MRI of the lower limbs ((a)–(c) thighs; (d)–(f) legs). T2-weighted ((a) and (d)) and short T1 inversion recovery images (fat suppression method; (b), (c), (e), and (f)). The level of cross-section images ((c) and (f)) is indicated by red dashed lines in the coronal images ((b) and (e)).

3. Discussion

Nivolumab, an anti–PD-1-specific monoclonal antibody, has significant therapeutic effects in the treatment of various cancers, such as metastatic melanoma, non–small cell lung cancer, and renal cell carcinoma [1-4]. However, it is also associated with immune-related adverse events (irAEs) which are attributed to excessive T-cell activation. In our case, nivolumab administration initially resulted in bilaterally symmetric weakness of the proximal muscles accompanied by a prominent elevation of myogenic enzyme levels due to rhabdomyolysis, followed a few days later by mononeuropathy multiplex. Although corticosteroids were somewhat effective, dose reduction resulted in recurrence of mononeuropathy multiplex. Both the muscle and nerve dysfunctions were considered to represent an irAE induced by nivolumab.

Commonly reported irAEs of nivolumab involve the skin, gastrointestinal, hepatic, and endocrine, whereas neurological and muscular irAEs are less common [5, 6]. Chronic inflammatory demyelinating polyradiculoneuropathy, rhabdomyolysis, polymyositis, and myasthenia gravis following nivolumab treatment have been reported [7-9]. Furthermore, since nivolumab acts more specifically on cells expressing the PD-1 ligand than ipilimumab, another immune checkpoint inhibitor that is a monoclonal antibody against cytotoxic T lymphocyte-associated antigen 4 (CTLA-4), irAEs associated with nivolumab seem to be more often localized in organs other than the skin [10]. In our case, however, irAEs induced by nivolumab simultaneously and also sequentially affected multiple organs.
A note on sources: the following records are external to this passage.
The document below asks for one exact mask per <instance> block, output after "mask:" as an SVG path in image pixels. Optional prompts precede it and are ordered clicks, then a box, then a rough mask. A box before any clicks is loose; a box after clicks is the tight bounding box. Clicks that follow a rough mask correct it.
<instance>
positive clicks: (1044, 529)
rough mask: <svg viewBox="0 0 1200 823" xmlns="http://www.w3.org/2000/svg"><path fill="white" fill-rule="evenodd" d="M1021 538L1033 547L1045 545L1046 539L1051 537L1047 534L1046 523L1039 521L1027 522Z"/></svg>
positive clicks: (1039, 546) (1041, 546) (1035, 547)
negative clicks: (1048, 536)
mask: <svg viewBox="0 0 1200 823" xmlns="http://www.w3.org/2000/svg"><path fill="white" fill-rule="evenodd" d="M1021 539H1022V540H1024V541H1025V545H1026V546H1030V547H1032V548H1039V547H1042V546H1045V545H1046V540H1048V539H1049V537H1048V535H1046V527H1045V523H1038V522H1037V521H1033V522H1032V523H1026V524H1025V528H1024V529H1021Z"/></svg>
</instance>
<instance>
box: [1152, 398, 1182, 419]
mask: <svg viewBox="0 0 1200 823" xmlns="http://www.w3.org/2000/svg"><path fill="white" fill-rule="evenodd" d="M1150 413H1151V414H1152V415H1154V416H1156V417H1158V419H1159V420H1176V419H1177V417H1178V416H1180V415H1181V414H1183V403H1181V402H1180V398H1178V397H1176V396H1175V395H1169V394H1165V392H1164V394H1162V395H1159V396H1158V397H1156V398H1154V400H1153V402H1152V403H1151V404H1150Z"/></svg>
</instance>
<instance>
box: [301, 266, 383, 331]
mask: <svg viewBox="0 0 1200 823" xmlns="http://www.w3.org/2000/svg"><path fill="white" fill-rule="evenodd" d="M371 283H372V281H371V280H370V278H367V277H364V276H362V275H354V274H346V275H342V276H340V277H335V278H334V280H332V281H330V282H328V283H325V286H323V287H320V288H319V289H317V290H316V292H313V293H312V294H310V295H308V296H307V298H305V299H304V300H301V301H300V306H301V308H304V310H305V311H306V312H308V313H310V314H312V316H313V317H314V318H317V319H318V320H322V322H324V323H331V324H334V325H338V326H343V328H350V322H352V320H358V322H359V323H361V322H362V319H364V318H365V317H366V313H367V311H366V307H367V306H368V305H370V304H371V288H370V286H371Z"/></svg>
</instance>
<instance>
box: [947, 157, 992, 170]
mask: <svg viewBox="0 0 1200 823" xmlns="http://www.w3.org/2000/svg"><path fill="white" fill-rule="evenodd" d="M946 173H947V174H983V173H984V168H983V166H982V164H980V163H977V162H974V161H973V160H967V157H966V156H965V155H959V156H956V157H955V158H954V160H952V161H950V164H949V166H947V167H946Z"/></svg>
Although corticosteroids are often used to treat irAEs, no standard treatments have been established for rare irAEs such as those affecting muscles and nerves [11]. There are also cases in which plasmapheresis or intravenous immunoglobulin has been effective for neurological or muscular irAEs [12]. In our case, the patient responded to treatment with corticosteroids, but dose reduction resulted in recurrence and worsening of the neurological impairment. Despite the fact that autoantibody tests were negative, the underlying mechanism in this case was considered to be an immune response caused by nivolumab. Steroids may need to be decreased very carefully in such patients.

Nivolumab has remarkable clinical benefits for patients with various cancers and will be used more and more widely in the future. We should recognize the presence of irAEs in various organs when using immune checkpoint inhibitors such as nivolumab.